Sunday, September 8, 2019

Fun With Yukon Numbers

I'm in Whitehorse.  Whitehorse has a population of about 30,000 people.  Whitehorse is the biggest -- and indeed the only -- "city" in the Yukon.

Not a bad-sized city, but not huge.  You know how many people live in the Yukon but NOT in the Whitehorse area?  Around 10,000.  Total.

Guess how big the Yukon is, in terms of land mass.  Go ahead, try.  Is it as big as Virginia?  Texas?  Greenland?

It's 1.14 times the size of California.  That's 186,282 square miles of land.

California clocks in at about 164,000 square miles.  It has almost 40 million inhabitants.  How many is that per square mile?  About 240 people per square mile.

The population density of the Yukon is 0.14 people per square mile.  Leave out Whitehorse, and there's basically nobody here.

Fresno, the fifth-largest city in California, has more than 13 times the amount of inhabitants than the entire Yukon.

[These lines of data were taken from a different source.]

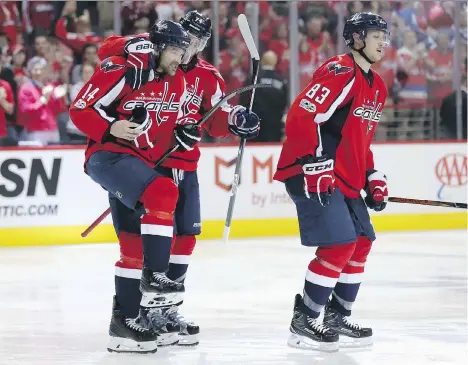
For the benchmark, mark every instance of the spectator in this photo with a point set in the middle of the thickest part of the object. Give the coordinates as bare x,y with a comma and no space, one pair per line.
448,112
41,46
89,57
280,44
309,60
411,59
320,41
33,105
74,134
439,75
269,104
82,34
137,16
6,107
18,60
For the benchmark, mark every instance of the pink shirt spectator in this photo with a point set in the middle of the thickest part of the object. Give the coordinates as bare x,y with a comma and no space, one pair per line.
33,110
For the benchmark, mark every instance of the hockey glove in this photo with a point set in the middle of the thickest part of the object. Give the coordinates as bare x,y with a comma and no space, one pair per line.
376,190
141,116
140,62
319,178
243,123
187,134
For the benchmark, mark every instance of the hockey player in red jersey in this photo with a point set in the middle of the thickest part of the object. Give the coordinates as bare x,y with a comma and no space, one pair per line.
325,162
129,130
205,87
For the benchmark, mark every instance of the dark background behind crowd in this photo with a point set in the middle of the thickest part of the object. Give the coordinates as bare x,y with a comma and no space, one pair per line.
49,50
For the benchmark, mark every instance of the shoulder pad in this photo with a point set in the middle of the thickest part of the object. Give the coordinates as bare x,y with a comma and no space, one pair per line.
113,63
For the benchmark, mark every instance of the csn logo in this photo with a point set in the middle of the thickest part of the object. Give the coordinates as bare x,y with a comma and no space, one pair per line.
16,177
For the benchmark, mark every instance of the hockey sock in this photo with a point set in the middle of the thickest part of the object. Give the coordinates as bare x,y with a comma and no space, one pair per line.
322,275
128,274
159,200
182,248
347,287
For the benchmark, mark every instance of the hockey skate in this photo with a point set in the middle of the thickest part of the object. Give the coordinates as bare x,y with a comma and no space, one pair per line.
158,291
351,335
168,331
189,331
307,332
130,335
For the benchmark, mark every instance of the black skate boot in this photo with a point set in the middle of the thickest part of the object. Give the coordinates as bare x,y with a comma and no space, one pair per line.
159,291
130,334
351,334
168,331
189,331
307,332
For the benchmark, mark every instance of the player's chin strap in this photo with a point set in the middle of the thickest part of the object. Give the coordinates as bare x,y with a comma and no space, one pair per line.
363,54
361,51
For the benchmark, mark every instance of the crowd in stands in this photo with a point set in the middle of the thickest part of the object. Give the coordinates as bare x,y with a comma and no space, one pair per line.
49,50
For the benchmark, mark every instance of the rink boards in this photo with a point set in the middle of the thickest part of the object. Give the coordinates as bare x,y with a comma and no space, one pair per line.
45,197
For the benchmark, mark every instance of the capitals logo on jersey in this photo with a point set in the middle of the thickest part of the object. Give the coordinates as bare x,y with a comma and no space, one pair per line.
155,102
109,66
193,102
371,113
338,69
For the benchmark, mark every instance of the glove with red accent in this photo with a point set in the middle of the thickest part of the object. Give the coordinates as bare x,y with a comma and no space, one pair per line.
243,123
376,190
141,116
140,62
319,178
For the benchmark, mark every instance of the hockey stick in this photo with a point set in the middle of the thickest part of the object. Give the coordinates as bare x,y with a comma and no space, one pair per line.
434,203
248,39
175,148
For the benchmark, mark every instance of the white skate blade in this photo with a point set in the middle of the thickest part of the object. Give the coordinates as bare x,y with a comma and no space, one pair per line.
157,300
127,345
305,343
353,343
188,340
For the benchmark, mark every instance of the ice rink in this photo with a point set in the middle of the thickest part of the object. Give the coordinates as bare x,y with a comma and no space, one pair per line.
55,303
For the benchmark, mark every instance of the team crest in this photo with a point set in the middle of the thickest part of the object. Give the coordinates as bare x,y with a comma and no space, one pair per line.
108,66
338,69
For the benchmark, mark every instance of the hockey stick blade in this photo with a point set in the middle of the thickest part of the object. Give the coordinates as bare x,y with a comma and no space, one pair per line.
433,203
173,149
247,35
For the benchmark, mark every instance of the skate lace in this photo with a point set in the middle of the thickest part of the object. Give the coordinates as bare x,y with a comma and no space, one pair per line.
175,316
316,326
157,319
163,279
132,324
351,324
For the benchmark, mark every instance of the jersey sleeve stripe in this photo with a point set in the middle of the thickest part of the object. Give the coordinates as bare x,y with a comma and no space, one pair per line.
107,99
323,117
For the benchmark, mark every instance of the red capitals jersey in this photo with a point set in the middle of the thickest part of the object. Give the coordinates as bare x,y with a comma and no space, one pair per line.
106,98
205,88
336,115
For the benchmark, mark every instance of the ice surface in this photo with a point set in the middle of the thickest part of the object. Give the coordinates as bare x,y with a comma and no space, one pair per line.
55,303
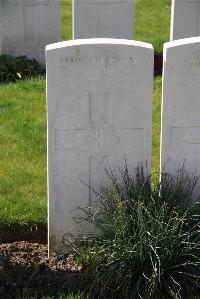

The entire Yukon wouldn't come close to cracking the top 100 of biggest cities in California.  Number 100 in California is Napa, with almost 76,000 people.  Wyoming, our second-least-dense state, is more than 40 times as densely populated as the Yukon. Even Alaska has seven times the population density of the Yukon. 

In 2012, the census determined that there were roughly 15,000 private dwellings in the Yukon -- full stop.  California has about 14,000,000.

In 2018, there were 3 murders in the Yukon and two attempted murders, according to police statistics.  Literally nobody murdered anybody up here for a three-year span from 2011-2013.  There were 22 incidents of assault against a police officer, and 4 assaults against private citizens, in 2018.  Nobody messes with anybody up here.

It's not a surprise I ran out of gas out here.  It's a surprise I ever got gas again.